An efficient multi-resolution framework for high quality interactive rendering of massive point clouds using multi-way kd-trees

  • Prashant Goswami
  • Fatih Erol
  • Rahul Mukhi
  • Renato Pajarola
  • Enrico Gobbetti
Original Article

Abstract

We present an efficient technique for out-of-core multi-resolution construction and high quality interactive visualization of massive point clouds. Our approach introduces a novel hierarchical level of detail (LOD) organization based on multi-way kd-trees, which simplifies memory management and allows control over the LOD-tree height. The LOD tree, constructed bottom up using a fast high-quality point simplification method, is fully balanced and contains all uniformly sized nodes. To this end, we introduce and analyze three efficient point simplification approaches that yield a desired number of high-quality output points. For constant rendering performance, we propose an efficient rendering-on-a-budget method with asynchronous data loading, which delivers fully continuous high quality rendering through LOD geo-morphing and deferred blending. Our algorithm is incorporated in a full end-to-end rendering system, which supports both local rendering and cluster-parallel distributed rendering.

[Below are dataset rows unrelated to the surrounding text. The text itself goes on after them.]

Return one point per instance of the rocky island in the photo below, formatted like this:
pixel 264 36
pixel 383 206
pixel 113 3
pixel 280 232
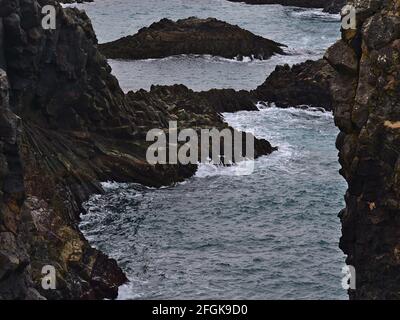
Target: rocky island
pixel 366 99
pixel 65 126
pixel 330 6
pixel 191 36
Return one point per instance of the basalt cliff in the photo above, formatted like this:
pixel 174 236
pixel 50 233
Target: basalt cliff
pixel 191 36
pixel 65 126
pixel 366 101
pixel 331 6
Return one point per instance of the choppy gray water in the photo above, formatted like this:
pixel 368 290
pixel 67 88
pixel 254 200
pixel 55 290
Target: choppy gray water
pixel 272 234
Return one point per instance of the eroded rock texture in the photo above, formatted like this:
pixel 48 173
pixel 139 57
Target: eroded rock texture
pixel 331 6
pixel 191 36
pixel 65 125
pixel 307 83
pixel 366 97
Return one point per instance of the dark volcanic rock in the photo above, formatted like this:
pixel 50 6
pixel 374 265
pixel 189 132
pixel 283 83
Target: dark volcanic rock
pixel 191 36
pixel 367 112
pixel 65 125
pixel 334 6
pixel 307 83
pixel 331 6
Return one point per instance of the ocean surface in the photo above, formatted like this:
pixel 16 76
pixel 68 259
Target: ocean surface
pixel 269 235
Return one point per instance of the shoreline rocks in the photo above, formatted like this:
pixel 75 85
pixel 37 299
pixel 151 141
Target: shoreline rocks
pixel 366 96
pixel 65 126
pixel 191 36
pixel 330 6
pixel 307 83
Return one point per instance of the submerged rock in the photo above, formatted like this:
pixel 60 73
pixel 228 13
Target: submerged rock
pixel 191 36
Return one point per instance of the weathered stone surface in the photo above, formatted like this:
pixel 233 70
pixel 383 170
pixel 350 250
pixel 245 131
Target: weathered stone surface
pixel 367 112
pixel 306 83
pixel 65 126
pixel 191 36
pixel 331 6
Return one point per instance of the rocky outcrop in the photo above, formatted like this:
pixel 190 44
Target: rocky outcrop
pixel 307 83
pixel 334 6
pixel 191 36
pixel 65 126
pixel 331 6
pixel 366 100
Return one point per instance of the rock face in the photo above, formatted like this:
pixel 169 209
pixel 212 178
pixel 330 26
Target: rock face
pixel 65 125
pixel 331 6
pixel 366 96
pixel 334 6
pixel 307 83
pixel 191 36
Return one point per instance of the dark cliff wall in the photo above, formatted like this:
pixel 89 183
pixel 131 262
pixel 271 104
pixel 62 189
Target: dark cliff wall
pixel 65 126
pixel 367 111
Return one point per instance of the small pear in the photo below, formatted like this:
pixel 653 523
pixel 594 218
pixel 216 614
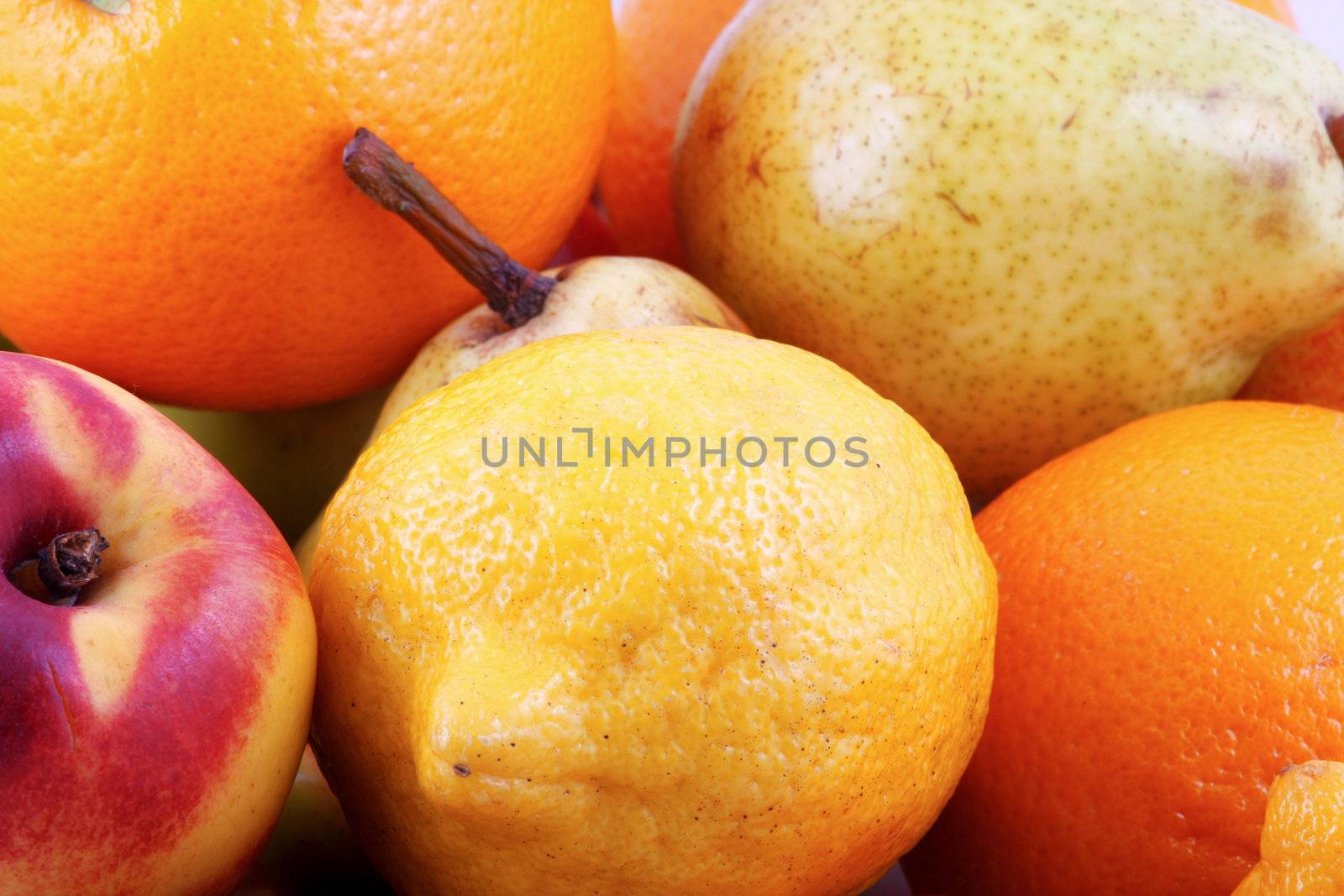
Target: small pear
pixel 522 305
pixel 1027 223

The method is evaluated on complex models made of hundreds of millions of point samples.

Keywords

Point-based rendering Level-of-detail Multi-way kd-tree Entropy-based reduction k-clustering Parallel rendering Geo-morphing 

Notes

Acknowledgements

We would like to thank and acknowledge the Stanford 3D Scanning Repository and Digital Michelangelo projects as well as Roberto Scopigno, for the Pisa Cathedral model, for providing the 3D geometric test datasets used in this paper. This work was supported in parts by the Swiss Commission for Technology and Innovation (KTI/CTI) under Grant 9394.2 PFES-ES.

Supplementary material

371_2012_675_MOESM1_ESM.mov (74.5 mb)
(MOV 74.5 MB)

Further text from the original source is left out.